平成25年を振り返って/(手裏剣術)
- 2013/12/29(Sun) -
 門松は冥土の旅の一里塚めでたくもありめでたくもなし
              (『狂雲集』/一休宗純)



■今年一年を振り返って

 さて、平成25年も、残すところあと数日となった。今年を振り返ると、「禍福は糾える縄の如し」というがごとくの1年であった。

 春には、当庵の友好団体である戸山流居合抜刀術美濃羽会中津川稽古会主催の「苗木城武術演武会」に、当庵のY君と出場。翠月庵として納得の演武を披露することができ、皆さんにもご好評をいただくことができた。

 初夏、二回目の夏季合宿を開催。会員一同、稽古と交流にたいへん充実した時を過ごすことができた。

1312_合宿相対稽古
▲合宿時の抜刀術の相対稽古


 一方でこの時期、ある出来事に巻き込まれてしまった。しかしこれもまた、「他山の石」であろう。

 その後、夏と冬には、毎年恒例となっている、中津川稽古会の皆さんとの合同稽古、手裏剣術講習会、納涼会や忘年会を今年も楽しむことができ、心通い合う武友の皆さんとの交流のすばらしさで、気持ちが洗われるようであった。


 さてそれでは、具体的な今年の目標の達成具合はどうであったか?

 昨年のブログでは、平成25年の課題について、以下のように書いていた。

 ■翠月庵として
 1)積極的な演武出場/苗木城演武会、その他
 2)年間行事の実施/合宿、講習会、交流稽古など
 3)会員諸子の技術向上/特に剣術・抜刀術関連
 4)稽古型の見直し/型の中での打剣について、順体・逆体の再検討

 ■個人として
 5)稽古の日常化/毎日の生活の中での稽古
 6)翠月剣/5間の安定化
 7)3間での精度向上
 8)飛刀術/3間の安定化
 9)「武術としての手裏剣術教範」(仮題)の執筆

 まず1)~3)については、概ね達成できたかと思う。4)については、思うところはあるものの、具体的には未着手となってしまった。

 5)についても、それなりに達成できたかと思う。6)~8)については、いまだ自分自身納得できるものではなく、大いに課題が残るものとなった。

 また9)については、「2~3年後に形にしたい」などと大風呂敷を広げたものの、どうも今の感触では、10年後くらいに形になれば、めっけもんというところかもしらん(苦笑)。


■来年の課題

 さて、来年の課題である。

 まず翠月庵としては、昨年の課題を同様に継続する形になるが、

 1)演武・合宿・合同稽古などの、積極的な活動の継続
 2)会員諸子の技術向上/特に剣術・抜刀術関連
 3)稽古型・形の見直し/型の中での打剣について、順体・逆体の再検討

 以上の3つを掲げておきたい。

 次いで、私個人としての課題も、やはり同様に昨年の課題を継承し、

 4)稽古の日常化/毎日の生活の中での稽古
 5)翠月剣/5間の安定化
 6)3間での精度向上
 7)「武術としての手裏剣術教範」(仮題)の草案作り

 とする。

 ところで、いささか神話めいた話になるけれど、私個人の星の巡りを見ると、平成26年は五黄の年である。五黄とは用気術では、ダイナミックな激変の年であるという。
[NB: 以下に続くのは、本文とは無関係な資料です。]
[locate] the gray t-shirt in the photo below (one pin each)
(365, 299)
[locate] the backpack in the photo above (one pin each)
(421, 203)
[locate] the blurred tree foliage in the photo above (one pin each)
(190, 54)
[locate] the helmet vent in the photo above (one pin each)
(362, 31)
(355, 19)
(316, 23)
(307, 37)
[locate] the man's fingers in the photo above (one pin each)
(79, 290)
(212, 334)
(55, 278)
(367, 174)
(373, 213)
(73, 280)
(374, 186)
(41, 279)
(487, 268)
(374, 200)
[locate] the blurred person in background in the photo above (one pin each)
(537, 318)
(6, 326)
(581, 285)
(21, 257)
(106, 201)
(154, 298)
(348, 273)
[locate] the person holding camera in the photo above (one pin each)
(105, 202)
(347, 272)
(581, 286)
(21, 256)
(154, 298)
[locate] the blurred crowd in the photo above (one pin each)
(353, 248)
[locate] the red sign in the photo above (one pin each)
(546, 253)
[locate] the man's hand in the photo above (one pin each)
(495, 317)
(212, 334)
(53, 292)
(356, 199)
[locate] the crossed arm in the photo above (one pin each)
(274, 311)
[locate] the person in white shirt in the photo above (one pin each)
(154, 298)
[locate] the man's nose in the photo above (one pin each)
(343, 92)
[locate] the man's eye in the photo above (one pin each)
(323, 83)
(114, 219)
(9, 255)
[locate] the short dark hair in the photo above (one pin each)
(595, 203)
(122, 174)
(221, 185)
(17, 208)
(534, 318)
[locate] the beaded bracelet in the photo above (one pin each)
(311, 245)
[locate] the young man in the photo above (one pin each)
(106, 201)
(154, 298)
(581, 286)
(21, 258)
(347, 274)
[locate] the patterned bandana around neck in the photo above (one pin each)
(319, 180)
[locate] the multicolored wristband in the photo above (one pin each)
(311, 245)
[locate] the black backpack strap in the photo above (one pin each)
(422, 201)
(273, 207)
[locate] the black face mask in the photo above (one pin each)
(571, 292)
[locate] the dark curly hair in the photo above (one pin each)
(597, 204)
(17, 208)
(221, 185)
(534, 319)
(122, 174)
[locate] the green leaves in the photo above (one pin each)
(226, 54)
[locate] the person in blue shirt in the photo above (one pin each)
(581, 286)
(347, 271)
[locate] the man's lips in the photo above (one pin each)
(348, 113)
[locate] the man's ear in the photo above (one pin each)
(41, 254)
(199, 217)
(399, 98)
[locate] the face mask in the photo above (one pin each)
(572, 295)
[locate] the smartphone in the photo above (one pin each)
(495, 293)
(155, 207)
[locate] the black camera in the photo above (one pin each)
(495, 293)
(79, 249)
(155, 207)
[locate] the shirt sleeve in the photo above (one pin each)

 さて、私とそして翠月庵に、どのような激変があるのか? そして、この大変動を「禍」ではなく「福」と成すだけの器量が、私にあるのか? それらが問われる年になるような気がする。

 いずれにしても、武人の進退は己の覚悟ひとつ。我が手に剣が握れる限り、稽古の日々は終わらないのだと心したい。

1312_抜刀
▲用気術では、来年の私は五黄の年。その大激変を「福」に変えられるのか、
己の器量が問われている


■今年もお世話になりました

 さて平成25年も、たくさんの皆さんのお世話になりました。ここにあらためて、感謝申し上げます。

 なかでも、戸山流居合抜刀術美濃羽会中津川稽古会のO先生には、当庵の友好武術団体としてのお付き合いはもちろん、私にとっての先輩武人として、多くのご助言や励ましのお言葉をいただきました。武人として、また武術団体の主宰として、先達であるO先生に恥じないよう在らねばならないということが、私にとっての大きな励みです。ありがとうございます。

 さらに、今年も貴重な稽古場を提供してくださった家主様にも、改めてお礼申し上げます。そのほかご厚誼をいただいた武友の皆さん、ありがとうございます。

 そして最後に、今年も1年間、私を支えてくれた「S」に。迷惑ばかりかけてしまったけれど、本当にありがとう。心から感謝をしています。


 それでは来年も引き続き、手裏剣術伝習所 翠月庵を、宜しくお願い申し上げます。

 ブログの更新はまだ続くかも知れませんが、まずは皆さま、良いお年をお過ごしください。